The new definition was reached in conjunction with a periodic determination the commission is required to make as to whether broadband is "being deployed to all Americans in a reasonable and timely fashion." If the commission makes a negative finding, the Communications Act arguably authorizes the agency to take certain actions to accelerate deployment.

Given the remarkable broadband progress in the United States in the last 15 years, it is not surprising that until a few years ago, the FCC regularly determined that broadband was being deployed on a reasonable and timely basis. After all, Internet service providers have invested over $1.3 trillion in building broadband networks, and, as of 2013, there were over 300 million broadband subscriptions.

But then the Obama administration's FCC decided to try to justify a new pro-regulatory agenda by gaming the broadband reports. The game's objective is to portray broadband deployment in a negative light.

Wheeler claims the new 25 Mbps threshold has become "table stakes" for 21st-century communications and that "consumers are flocking to 25/3 when they have the opportunity." On this score, he points out that 29 percent of consumer with access to 25/3 service have chosen to take it.

It should be obvious what is wrong with this picture: 71 percent of consumers with access to 25 Mbps presently choose not to subscribe. And while Wheeler recites the fact that 17 percent of U.S. households don't have access to 25 Mbps service, he's making the point, albeit without ever acknowledging it, that 83 percent of American households do have such access.

This demonstrates that, at present, the vast majority of Americans do not think they need 25 Mbps of bandwidth, or at least don't think they need it enough to pay for it. This should not be surprising. As Republican Commissioner Ajit Pai pointed out in dissent, "only this year has a majority of consumers with access actually adopted speeds of 10 Mbps or higher." The FCC itself acknowledged in an August 2014 report that at 10 Mbps, one family member could stream a super high-definition (HD) movie, another could make an HD video call and yet another could deliver files to and retrieve them from the cloud, all while everyone in the house sends emails, gets alerts and checks the weather.

Despite the above facts, Wheeler's Democratic colleague, Jessica Rosenworcel, claims the new broadband standard should even be higher.
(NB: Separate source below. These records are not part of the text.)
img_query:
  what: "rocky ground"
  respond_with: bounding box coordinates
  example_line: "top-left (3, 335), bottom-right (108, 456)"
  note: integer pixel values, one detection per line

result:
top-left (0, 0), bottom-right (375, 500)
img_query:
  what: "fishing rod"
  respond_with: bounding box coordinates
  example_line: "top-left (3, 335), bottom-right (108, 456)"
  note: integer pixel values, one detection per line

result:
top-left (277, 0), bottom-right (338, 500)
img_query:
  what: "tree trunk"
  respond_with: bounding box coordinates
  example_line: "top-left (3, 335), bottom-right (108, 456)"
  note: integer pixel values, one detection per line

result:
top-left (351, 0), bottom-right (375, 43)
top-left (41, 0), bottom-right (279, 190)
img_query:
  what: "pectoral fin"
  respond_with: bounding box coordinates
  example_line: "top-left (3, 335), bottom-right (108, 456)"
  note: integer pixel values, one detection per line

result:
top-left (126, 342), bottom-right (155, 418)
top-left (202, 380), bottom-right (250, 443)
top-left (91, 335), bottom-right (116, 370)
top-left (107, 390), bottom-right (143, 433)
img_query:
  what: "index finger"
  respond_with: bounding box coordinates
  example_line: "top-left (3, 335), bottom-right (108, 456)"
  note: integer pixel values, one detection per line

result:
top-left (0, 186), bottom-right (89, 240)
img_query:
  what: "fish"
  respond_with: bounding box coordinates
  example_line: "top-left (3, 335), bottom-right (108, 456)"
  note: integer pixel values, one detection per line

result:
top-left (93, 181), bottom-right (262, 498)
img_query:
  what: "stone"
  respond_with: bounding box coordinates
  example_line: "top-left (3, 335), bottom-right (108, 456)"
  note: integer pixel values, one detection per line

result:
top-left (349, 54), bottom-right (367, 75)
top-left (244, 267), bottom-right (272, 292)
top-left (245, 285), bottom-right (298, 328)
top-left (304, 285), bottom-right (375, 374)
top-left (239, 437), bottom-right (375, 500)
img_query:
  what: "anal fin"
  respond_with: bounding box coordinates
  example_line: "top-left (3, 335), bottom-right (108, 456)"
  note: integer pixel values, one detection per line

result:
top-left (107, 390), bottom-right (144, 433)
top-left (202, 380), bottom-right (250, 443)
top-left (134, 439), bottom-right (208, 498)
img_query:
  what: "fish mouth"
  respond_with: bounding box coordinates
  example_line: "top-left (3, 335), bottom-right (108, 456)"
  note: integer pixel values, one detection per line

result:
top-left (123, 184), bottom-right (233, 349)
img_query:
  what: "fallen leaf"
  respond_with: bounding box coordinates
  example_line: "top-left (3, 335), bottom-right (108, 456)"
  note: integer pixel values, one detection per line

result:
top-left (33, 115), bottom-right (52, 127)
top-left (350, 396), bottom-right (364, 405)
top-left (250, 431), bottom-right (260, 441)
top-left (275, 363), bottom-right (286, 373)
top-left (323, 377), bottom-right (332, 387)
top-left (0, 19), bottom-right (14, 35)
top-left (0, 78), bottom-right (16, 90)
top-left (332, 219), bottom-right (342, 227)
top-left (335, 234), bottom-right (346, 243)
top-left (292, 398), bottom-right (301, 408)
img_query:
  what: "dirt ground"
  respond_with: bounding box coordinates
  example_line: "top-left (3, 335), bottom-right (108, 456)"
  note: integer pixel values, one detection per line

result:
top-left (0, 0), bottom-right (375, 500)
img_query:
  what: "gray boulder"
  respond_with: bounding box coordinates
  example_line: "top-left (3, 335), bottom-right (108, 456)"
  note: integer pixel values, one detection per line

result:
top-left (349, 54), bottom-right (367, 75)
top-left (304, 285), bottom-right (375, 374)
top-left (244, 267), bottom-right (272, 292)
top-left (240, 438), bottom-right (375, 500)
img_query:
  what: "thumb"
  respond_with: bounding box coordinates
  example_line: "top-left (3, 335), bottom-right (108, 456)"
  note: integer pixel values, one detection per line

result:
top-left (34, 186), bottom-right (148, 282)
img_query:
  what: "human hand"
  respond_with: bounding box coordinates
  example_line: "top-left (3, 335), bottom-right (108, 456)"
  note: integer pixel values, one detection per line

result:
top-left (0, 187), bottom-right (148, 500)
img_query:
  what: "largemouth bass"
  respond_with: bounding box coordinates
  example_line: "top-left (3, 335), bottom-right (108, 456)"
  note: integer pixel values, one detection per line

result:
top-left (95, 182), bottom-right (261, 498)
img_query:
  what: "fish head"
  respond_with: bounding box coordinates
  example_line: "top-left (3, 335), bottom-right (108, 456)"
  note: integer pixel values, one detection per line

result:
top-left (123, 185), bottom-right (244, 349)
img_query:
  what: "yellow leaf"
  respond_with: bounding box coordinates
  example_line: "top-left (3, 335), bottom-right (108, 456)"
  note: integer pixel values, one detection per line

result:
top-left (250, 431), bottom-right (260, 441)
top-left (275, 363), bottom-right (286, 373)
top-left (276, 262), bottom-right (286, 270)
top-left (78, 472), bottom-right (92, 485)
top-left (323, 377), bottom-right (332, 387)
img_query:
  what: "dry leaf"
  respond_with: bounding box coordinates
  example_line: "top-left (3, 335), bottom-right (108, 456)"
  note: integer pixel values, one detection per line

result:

She says, "It's time to dream big." For her, this means setting the new threshold at 100 Mbps.

I don't oppose dreaming big. Indeed, I want to see the progress continue that has characterized the American broadband experience. There is a difference, however, between "dreaming big" and sound policymaking. Sound policymaking is not built on dreams.

What you won't find in the statements of Wheeler or Rosenworcel is any discussion of the costs incurred by broadband providers in continually expanding their networks to meet ever-evolving consumer demand for higher-bandwidth services and how such costs must be recovered, ultimately, in the prices charged consumers. As mentioned above, Internet providers already have invested $1.3 trillion per year on broadband infrastructure, and, by all accounts, are continuing to invest at an annual rate of $60-70 billion.

Rather than focusing on actions that will encourage continued high rates of investment, the commission majority appears determined to do just the opposite. It is poised, in the name of mandating "net neutrality," to impose burdensome public utility-type regulations on Internet providers — reversing the deregulatory policy adopted in the early 2000s that has led to a decade of sustained progress.

The redefinition of broadband is part of an attempt to justify the adoption of more regulation of Internet providers. The commission wants to accomplish this goal by "defining broadband progress down."

Think about whether this makes sense this evening when your family, all at the same time, is streaming a super HD movie from Netflix, making a HD video call, saving files to and from the cloud, and retrieving and sending emails.

May is president of the Free State Foundation, an independent free market-oriented think tank located in Rockville, Md.